第166話 在りし日
その後、適宜動きやすい靴と服装に着替えた四人は、車を降りて徒歩で森林地帯を進んでいった。やがて目的地が見えてきた刹那、おおよそこの時間帯に現場へ着くだろうと事前に伝えてあったヴェリスとシムルから、"アスター王国の勲章"を使って全員へ着信が入る。視界の端に突如として出現したマークに、零子はたいそう驚いた。
「わ、びっくりした! 本当にデバイスがなくても届くんですね……」
「ああ。ここを押せば通話が始まるぜ」
佳果に倣い、マークに触れる一同。
果たして二人の姿が空間投影された。
『こんにちは』『よお兄ちゃんたち』
「おーっす。……ん、お前らそれどこにいるんだ? 家ん中みてーだが……」
『村のかたが貸してくださった宿に集まっているのですよ』
チャロが後ろから顔を出す。さらに、その向こう側にガウラとノーストが映った画面が浮かび上がっているのが見えた。どうやら現在、仮宿にて現実世界、アスターソウル、魔境という三つの次元を中継している状況のようだ。シムルが捕捉する。
『おれとヴェリスは次の修行に向けて調整してるとこなんだ。で、ご覧の通りじーちゃんたちはもう魔境入りして調査を始めてるぜ』
「そうだったんだ! えへへ、こうして繋がっているのがリアルタイムでわかると、みんな一心同体って感じがして安心するね」
楓也がそう言うと、ヴェリスはいつものように「ん!」と元気に答えて微笑した。そして一瞬の間をおき、まじまじとこちらを覗き込む。

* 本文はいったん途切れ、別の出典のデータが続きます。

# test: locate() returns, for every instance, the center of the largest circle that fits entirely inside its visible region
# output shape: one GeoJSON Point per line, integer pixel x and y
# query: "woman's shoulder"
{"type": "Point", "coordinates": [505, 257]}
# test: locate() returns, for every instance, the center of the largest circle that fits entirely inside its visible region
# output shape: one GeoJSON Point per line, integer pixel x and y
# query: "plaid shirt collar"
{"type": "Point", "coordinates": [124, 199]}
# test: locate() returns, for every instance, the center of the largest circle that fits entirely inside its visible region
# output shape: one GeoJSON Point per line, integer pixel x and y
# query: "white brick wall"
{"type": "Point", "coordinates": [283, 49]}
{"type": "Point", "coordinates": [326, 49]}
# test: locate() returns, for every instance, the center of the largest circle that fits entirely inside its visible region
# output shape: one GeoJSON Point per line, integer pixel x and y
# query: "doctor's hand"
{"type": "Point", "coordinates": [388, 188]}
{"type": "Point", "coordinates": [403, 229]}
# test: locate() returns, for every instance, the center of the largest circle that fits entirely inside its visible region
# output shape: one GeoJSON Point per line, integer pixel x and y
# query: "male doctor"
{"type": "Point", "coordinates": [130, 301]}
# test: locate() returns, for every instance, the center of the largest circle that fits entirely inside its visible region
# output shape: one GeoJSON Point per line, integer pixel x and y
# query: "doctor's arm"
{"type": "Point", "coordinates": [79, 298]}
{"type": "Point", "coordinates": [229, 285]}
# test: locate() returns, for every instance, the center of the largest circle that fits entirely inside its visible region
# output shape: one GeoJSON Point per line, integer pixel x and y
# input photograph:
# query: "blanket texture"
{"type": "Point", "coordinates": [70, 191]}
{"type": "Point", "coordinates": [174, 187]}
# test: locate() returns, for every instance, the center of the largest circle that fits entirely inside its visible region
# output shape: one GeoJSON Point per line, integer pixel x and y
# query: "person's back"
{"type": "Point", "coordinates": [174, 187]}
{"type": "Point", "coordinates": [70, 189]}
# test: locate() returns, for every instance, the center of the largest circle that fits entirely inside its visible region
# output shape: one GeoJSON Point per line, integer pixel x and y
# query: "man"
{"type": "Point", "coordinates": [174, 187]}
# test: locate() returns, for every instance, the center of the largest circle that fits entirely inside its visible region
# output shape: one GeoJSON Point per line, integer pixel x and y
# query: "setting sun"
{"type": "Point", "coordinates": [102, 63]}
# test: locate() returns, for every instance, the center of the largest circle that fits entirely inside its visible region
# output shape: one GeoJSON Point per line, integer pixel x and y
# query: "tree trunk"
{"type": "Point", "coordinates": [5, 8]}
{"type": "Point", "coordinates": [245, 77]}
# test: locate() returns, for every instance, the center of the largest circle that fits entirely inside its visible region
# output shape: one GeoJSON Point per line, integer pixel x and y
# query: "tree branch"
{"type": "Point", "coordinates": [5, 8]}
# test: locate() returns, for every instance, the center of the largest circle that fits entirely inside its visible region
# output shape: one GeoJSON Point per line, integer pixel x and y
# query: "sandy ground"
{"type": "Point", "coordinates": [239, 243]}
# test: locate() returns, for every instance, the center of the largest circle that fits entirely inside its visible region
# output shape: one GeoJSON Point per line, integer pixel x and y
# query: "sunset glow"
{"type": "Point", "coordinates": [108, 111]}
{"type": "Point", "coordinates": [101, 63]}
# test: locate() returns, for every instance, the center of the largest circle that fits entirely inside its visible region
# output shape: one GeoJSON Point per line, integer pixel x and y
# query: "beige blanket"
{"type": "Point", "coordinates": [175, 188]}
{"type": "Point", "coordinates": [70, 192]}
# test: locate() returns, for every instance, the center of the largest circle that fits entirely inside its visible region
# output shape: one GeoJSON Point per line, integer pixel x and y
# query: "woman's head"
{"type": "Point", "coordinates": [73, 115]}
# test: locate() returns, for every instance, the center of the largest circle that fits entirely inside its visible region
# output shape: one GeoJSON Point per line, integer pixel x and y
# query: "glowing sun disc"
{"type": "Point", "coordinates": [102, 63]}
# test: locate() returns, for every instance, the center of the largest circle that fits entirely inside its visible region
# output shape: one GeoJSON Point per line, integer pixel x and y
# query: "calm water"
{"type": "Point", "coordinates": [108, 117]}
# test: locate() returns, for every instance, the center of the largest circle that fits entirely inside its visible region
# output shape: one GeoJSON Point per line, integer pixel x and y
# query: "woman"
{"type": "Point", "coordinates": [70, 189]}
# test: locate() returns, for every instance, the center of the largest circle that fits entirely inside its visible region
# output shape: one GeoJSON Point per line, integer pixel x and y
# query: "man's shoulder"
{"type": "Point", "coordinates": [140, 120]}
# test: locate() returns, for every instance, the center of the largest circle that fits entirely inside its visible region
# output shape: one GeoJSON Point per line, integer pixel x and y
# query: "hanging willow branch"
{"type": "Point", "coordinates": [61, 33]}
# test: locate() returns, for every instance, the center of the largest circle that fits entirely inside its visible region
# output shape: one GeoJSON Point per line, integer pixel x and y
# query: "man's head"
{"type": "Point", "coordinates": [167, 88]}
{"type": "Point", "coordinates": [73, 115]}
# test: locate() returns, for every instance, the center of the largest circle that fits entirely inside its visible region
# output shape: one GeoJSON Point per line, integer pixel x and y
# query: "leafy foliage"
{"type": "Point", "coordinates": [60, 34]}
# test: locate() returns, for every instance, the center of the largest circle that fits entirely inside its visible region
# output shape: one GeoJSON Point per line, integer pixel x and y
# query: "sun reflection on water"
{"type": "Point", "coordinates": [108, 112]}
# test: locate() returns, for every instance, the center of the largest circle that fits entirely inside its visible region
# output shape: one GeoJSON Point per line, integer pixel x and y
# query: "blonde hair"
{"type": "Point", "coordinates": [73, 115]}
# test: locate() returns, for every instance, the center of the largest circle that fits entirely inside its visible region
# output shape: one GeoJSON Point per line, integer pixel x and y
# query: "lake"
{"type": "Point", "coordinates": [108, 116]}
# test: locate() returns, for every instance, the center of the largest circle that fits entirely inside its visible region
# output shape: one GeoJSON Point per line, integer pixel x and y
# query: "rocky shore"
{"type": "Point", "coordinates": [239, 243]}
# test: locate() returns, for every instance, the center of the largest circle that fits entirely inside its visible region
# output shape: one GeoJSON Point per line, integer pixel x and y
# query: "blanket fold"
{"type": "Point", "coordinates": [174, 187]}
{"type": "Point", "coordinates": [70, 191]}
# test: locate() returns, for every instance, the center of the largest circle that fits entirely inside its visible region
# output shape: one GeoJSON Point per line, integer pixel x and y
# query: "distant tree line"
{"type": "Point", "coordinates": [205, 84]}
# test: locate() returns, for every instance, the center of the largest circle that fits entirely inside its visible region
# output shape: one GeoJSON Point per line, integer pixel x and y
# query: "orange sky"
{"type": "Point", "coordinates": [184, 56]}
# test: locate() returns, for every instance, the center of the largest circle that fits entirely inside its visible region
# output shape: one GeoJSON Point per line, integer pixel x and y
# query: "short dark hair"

『……女の子じゃない楓也もいい感じ。アーリアと零子も、すっごくかわいい』
「はは、どうもありがとうヴェリス」
「まあ! 嬉しいです!」「やたー、褒められちゃいました!」
にわかに笑顔を取り戻す三人。まもなく現場だという緊張感と、険しい悪路による消耗も相まって、直前まで表情を硬くしていた彼らだったのだが――今しがたの会話で程よく解れたようだ。その機微を感じ取った佳果とシムルが目を細めるなか、チャロは落ち着いたトーンで確認する。
「それで、あそこに見えている慰霊碑が件の?」
「! はい……そうです」
零子の案内により、小さく細長い石碑が立てられている地点に到着する。彼女はさっそく、生前に昌弥が好んでいたという菓子と飲み物を供えに行った。
どこか儚げな背中を見守りながら、佳果が提案する。
「……まずはみんなで黙祷しようぜ。ヴェリスとシムルも、こういうのに馴染みがあるかはわかんねぇけど……昌弥さんに、祈りを捧げてくれないか」
『わかった』『もちろんだ』
鳥の声と木々のざわめきが響くなか、次元を跨いだ七人の追悼が一つになる。
――彼や夕鈴のような御霊が、最終的にどうなるのかはまだわからない。
ただ、今は在りし日の幸せを偲び、ひたすらに手を合わせる。
過去と未来。その双方を、真の意味で愛するために。